I'm not too sure where I'm going with this one (it's late, and this bird has been flapping it's wings in the heat all day), but I will say this: When people look at Echolilia, they aren't going to judge you by the camera you used, or the car you drove to arrive to yesterdays photoshoot. They are going to judge you on what your project says, how it feels, and in the case of the car, well, did you get to the photoshoot? In both cases do you arrive at your destination? Sure.
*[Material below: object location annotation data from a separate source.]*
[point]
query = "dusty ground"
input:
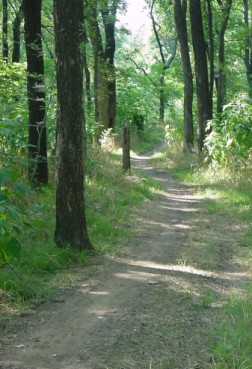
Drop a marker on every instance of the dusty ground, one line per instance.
(154, 307)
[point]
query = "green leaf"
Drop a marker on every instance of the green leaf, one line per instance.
(10, 249)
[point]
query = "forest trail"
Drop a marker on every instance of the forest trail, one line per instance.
(154, 307)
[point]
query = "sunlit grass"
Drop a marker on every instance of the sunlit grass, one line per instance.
(229, 194)
(111, 199)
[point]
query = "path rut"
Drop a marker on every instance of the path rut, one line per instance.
(153, 307)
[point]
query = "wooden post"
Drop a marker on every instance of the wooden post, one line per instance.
(126, 147)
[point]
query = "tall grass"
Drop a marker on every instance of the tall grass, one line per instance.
(227, 192)
(111, 196)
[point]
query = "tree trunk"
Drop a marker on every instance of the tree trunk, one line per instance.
(37, 150)
(180, 20)
(86, 68)
(221, 90)
(210, 52)
(5, 50)
(104, 70)
(71, 227)
(16, 35)
(109, 18)
(201, 70)
(248, 47)
(162, 96)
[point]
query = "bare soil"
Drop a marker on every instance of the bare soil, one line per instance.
(155, 306)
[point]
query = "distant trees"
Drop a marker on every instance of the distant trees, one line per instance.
(71, 227)
(103, 56)
(37, 144)
(201, 70)
(5, 47)
(180, 12)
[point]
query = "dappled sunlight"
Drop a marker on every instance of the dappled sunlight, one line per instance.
(185, 269)
(186, 210)
(100, 293)
(137, 276)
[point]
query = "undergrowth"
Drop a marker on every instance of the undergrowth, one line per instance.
(41, 267)
(227, 192)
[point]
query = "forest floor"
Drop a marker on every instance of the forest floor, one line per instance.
(155, 306)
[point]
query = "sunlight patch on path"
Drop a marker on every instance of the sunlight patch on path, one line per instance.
(184, 269)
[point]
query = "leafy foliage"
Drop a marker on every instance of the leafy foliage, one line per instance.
(11, 215)
(230, 142)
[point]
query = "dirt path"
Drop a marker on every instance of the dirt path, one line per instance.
(154, 307)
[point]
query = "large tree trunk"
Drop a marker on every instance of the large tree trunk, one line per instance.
(16, 35)
(5, 49)
(71, 227)
(201, 70)
(37, 150)
(180, 20)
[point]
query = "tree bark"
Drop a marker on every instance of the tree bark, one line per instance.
(71, 226)
(210, 52)
(201, 70)
(221, 90)
(104, 70)
(16, 35)
(248, 46)
(37, 150)
(180, 20)
(5, 50)
(86, 67)
(165, 64)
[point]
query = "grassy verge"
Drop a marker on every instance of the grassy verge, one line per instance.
(230, 195)
(42, 268)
Whether you drove a Caddy or a Pinto doesn't matter... It's whether or not you were able to get to where you were going that's important.
I don't know if any of this was in the least bit relevant to what you posted, but my delirium will lead me to believe that it is, so I shall press "Publish," and go to sleep.
chirp.
I don't think it is a large collective you are imagining, though I will say I think that digital can be just as nostalgic and friendly, and film can be just as hectic. it has to do with the process, for me. when it is digital, it is just so easy to push it to those limits, LET it, in a sense, push the envelope and become stressed... whereas film, to make those choices and distinctions, unless you want to do it digitally in post process, you need to decide those things beforehand, what film, what speed, etc etc etc.
maybe it is you and not the tool. are you more careful and subsciously creating pictures you like more when it matters because it is on film? i know i am lots more careful when film is involved.
I hear you with the different sensations and different ideas brought up with film vs digital. I find when I shoot film it creates a much more 'filmic' quality, as in movie film. Much more so when I shoot on slide, which is great if that's what I'm going for. When I shoot digital it seems to be much more abrubt. It's the same with movies and TV, the work shot on digital has a more in-your-face and immediate feel to it, with different colour and light quality, whereas the work shot on celluloid has more depth and can be more dreamy.
OK, so neither one is better than the other, personally I think they are different mediums and can be treated as such with our work. They bring up different readings from the viewer, so it's an important question you ask.
Whether it is real or some large collective lie, the result is the same. I think you've got the right idea and your final sentence suggests the way forward.
really? film can affect quality of light? hmm... not so sure about that one.
I would have to grab onto Bird's shirt tail here as he travels into the dark. The decision is purely subjective. The subject wont know the difference. Does digital compensate for lack of preparation or technical knowledge? Does a lucius negative make up for a poorly lit concept? Do you arm yourself with a shotgun or a rifle? End result if used effectively is the same. I know Timothy is cringing that this post would steer towards technical discussion. So we can just ask if we would have loved the image of Echolilia in the container anymore or less if it involved chemicals?